Paardenvliegen of -horzels, grote en opvallende, mooie, dicht behaarde vliegen, cosmopolitisch, tot de fam. Oestridae behorende, die op mooie zomerse dagen paarden zeer onrustig kunnen maken.
Zij leggen langwerpige eieren, z.g. neten, op het haar, voorn, op de borst en aan de binnen-achterkant van de voorbenen. De hieruit te voorschijn komende larven boren zich of rechtstreeks door de huid óf zij worden door het paard opgelikt. Na verloop van tijd belanden zij in het maagdarmkanaal, waar zij zich met hun monddelen groepsgewijs aan de binnenwand van de maag of twaalfvingerige darm vasthechten. De g. is in Ned. zo algemeen, dat men in de maag van vrijwel elk geslacht paard de larven aantreft. Indien zij talrijk aanwezig zijn, kan de gezondheidstoestand van het paard er ernstig onder lijden en soms koliek veroorzaken. Als zij na 8-10 maanden volwassen zijn, worden zij (2-3 cm lange en vrij dikke maden) met de uitwerpselen afgevoerd en verpoppen in de grond.

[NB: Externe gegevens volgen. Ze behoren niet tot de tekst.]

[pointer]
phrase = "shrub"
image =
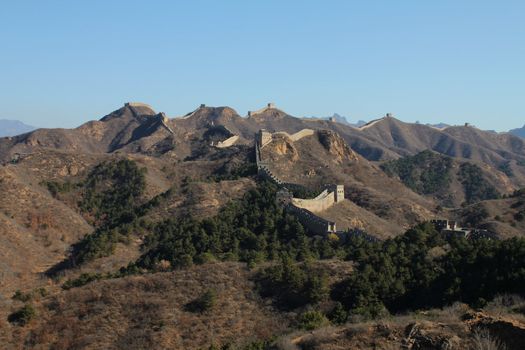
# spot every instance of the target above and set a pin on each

Er komen verschillende soorten van het gesl. C. voor; de soort G.intestinalis DEO. (= equi F.) is tamelijk algemeen. Ter behandeling van zieke paarden wordt zwavelkoolstof in capsules aanbevolen, echter alleen door de veearts toe te dienen. In weilanden met horzelvliegen kan men zorgen voor enige schaduw, waardoor de paarden minder last van deze insecten hebben.